A hidrelétrica e a mina de Bitcoin estão localizadas entre a densa floresta tropical. Fonte: Gouspillou See More

Para Gouspillou, ele não conseguiu encontrar uma desvantagem na história de como uma mina de Bitcoin salvou um parque nacional:

“É muito difícil encontrar um lado negativo nessa história. Não há nada. A energia é limpa, mesmo os ASICS – nós os transportaremos para centros de reciclagem no final de sua vida útil.”

ASICS, ou circuitos integrados específicos de aplicativos, são máquinas de mineração Bitcoin. A cada 10 minutos, a ASICS participa de uma loteria digital para adivinhar o próximo bloco Bitcoin na cadeia temporal do Bitcoin.

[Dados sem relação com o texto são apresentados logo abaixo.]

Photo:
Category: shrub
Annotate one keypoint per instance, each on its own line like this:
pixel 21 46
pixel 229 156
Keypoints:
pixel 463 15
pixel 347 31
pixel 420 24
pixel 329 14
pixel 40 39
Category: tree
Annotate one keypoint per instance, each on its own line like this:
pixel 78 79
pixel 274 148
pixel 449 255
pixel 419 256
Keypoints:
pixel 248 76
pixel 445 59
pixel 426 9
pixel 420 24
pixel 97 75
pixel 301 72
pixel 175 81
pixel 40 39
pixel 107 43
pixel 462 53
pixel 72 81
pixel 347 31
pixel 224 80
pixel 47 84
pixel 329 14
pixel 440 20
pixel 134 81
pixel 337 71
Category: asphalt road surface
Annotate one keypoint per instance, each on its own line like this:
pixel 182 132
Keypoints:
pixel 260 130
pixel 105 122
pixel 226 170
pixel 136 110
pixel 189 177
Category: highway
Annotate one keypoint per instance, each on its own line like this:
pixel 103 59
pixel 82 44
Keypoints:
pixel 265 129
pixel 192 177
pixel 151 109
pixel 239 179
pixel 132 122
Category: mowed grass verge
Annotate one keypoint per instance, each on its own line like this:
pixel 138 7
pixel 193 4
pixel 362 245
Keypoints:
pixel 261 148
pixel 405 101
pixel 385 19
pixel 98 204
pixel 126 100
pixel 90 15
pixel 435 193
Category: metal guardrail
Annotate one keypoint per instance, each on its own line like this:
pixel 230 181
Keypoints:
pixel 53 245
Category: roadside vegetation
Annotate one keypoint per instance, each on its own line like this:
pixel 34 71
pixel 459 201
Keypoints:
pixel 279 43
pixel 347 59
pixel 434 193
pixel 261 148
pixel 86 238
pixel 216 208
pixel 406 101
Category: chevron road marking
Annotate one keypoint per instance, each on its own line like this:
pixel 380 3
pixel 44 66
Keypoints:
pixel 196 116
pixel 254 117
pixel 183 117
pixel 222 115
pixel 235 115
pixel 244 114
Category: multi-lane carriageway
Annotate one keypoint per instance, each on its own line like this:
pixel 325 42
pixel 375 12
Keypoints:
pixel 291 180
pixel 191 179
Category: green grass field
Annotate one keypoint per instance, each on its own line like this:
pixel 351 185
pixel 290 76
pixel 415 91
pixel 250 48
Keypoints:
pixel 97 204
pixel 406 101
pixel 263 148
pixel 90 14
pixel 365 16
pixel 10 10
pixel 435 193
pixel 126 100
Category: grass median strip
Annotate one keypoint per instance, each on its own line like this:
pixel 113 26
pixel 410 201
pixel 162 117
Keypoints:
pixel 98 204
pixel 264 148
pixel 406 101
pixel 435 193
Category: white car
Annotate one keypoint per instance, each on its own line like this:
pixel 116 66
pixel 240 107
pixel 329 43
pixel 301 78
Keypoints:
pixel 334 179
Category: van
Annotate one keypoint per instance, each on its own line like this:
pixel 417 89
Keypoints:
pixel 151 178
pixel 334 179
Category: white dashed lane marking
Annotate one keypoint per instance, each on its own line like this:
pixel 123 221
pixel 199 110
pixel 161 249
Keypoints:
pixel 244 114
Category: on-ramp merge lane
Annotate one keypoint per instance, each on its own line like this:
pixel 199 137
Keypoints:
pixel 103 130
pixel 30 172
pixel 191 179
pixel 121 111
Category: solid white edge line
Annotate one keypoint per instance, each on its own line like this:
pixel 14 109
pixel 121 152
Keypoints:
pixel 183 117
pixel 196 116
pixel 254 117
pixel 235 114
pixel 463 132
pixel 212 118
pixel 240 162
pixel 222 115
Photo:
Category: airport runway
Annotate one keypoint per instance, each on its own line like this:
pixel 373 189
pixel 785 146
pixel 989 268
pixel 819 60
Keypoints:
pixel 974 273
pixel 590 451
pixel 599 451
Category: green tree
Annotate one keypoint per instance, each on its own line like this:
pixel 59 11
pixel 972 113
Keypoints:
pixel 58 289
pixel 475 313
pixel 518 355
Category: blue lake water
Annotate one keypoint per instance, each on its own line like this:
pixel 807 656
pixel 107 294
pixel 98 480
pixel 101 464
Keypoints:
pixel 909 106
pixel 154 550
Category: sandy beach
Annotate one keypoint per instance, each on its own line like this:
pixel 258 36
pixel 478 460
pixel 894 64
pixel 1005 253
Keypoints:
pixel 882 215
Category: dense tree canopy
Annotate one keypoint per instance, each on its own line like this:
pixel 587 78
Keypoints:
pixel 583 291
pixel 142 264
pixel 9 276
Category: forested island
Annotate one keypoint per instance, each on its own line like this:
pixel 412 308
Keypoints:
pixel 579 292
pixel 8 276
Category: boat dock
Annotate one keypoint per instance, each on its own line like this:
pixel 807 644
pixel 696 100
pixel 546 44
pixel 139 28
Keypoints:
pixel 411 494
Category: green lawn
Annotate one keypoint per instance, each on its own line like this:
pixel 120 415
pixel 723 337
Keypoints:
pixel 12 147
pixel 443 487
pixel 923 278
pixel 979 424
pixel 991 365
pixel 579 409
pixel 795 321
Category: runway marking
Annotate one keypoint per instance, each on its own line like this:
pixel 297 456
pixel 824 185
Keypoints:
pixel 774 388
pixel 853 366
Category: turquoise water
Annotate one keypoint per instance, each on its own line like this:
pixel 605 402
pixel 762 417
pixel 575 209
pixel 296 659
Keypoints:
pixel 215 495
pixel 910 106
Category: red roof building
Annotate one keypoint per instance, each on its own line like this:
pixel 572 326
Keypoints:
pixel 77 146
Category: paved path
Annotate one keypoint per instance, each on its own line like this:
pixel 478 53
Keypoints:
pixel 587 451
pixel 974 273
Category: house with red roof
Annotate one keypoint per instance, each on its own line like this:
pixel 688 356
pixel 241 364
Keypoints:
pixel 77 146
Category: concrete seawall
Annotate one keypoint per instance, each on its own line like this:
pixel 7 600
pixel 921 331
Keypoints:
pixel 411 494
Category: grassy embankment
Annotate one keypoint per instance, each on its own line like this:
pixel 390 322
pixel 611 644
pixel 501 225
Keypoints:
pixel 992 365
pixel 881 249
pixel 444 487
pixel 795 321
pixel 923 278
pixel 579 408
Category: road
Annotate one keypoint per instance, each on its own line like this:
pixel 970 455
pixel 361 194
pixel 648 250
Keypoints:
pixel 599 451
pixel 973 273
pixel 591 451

Como explica Gouspillou, essas máquinas serão desmontadas e recicladas, evitando o lixo eletrônico. Os mineradores usam energia limpa e em excesso, e De Merode usa esse financiamento para proteger a vida selvagem.

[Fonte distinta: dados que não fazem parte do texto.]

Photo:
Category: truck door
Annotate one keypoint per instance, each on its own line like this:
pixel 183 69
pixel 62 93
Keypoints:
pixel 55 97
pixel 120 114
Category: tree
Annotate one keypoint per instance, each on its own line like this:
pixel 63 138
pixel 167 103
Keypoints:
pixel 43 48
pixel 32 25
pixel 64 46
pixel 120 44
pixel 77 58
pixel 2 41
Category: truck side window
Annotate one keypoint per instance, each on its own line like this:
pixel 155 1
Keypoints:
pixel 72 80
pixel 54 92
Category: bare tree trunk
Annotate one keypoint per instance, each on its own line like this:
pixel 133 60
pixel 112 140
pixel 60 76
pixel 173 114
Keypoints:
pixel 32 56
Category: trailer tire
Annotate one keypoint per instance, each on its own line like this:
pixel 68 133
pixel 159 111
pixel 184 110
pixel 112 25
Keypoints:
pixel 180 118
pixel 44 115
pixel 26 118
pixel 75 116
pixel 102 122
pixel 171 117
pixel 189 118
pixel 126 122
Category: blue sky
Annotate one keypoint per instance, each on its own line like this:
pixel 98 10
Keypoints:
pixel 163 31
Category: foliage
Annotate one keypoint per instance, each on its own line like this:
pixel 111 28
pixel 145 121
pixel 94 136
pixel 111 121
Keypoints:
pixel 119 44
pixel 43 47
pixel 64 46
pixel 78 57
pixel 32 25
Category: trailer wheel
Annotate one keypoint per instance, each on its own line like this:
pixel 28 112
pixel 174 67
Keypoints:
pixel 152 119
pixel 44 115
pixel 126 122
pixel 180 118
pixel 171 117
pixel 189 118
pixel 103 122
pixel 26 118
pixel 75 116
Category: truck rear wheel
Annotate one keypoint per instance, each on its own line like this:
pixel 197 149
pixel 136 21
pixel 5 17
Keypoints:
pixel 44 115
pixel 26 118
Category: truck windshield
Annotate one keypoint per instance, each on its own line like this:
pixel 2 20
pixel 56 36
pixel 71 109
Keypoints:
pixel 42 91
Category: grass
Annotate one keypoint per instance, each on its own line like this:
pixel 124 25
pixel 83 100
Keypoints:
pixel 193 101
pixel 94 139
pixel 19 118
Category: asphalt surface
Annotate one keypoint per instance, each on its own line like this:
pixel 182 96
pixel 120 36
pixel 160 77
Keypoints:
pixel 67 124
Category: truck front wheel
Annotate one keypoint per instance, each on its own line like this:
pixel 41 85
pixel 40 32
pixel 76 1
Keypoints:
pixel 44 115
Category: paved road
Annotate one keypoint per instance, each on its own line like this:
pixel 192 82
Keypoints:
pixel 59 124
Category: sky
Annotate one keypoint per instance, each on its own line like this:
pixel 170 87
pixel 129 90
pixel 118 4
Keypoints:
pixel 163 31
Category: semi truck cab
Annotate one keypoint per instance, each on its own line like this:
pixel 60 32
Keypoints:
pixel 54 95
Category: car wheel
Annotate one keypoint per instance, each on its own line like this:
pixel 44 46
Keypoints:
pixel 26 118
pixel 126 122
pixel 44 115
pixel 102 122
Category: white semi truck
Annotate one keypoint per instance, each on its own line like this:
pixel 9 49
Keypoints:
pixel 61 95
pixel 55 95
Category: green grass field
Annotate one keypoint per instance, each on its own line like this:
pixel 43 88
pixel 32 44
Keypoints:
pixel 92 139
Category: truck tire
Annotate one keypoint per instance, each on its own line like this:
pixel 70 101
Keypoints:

Gouspillou (centro) e guardas florestais posam em frente às minas de Bitcoin. Fonte: Gouspillou See More

Impulsionado pelo sucesso no Congo, Gouspillou está de olho em outros projetos de mineração de Bitcoin na África Subsaariana. Ele fez parte da delegação que visitou a República Centro-Africana — o segundo país a adotar Bitcoin como curso legal. 

Os projetos de mineração de Bitcoin na África usando energia inexplorada e renovável parecem ser uma tendência crescente. Das montanhas do Quênia ao climas tropicais do Malawi, A mineração de Bitcoin está surgindo em áreas incongruentes do globo.

Madalena Gronowska, colaborador regular do Cointelegraph ee especialista em mineração de Bitcoin, explicou o porquê:

“As mineradoras são compradoras de primeiro recurso (sempre querem correr) e de último recurso para que os locais de superprodução de energia se tornem economicamente viáveis. À medida que a demanda do consumidor cresce em uma comunidade, a mineração de Bitcoin pode ser reduzida ou totalmente removida, mas permitiu que a infraestrutura crítica fosse construída.”

Em essência, se uma região oferece energia ociosa ou abundante e superproduzida, uma mina de Bitcoin pode ser financeiramente atraente.

No entanto, o parque ainda precisa de fundos e investimentos. O governo congolês fornece apenas 1% de seu orçamento operacional, enquanto o turismo permanecerá baixo enquanto os conflitos ameaçam a segurança. Como explica Gouspillou, a mineração de Bitcoin é uma solução para os problemas do parque, pois fornece uma fonte de receita que pode ser usada para proteger o parque e sua vida selvagem nos próximos anos.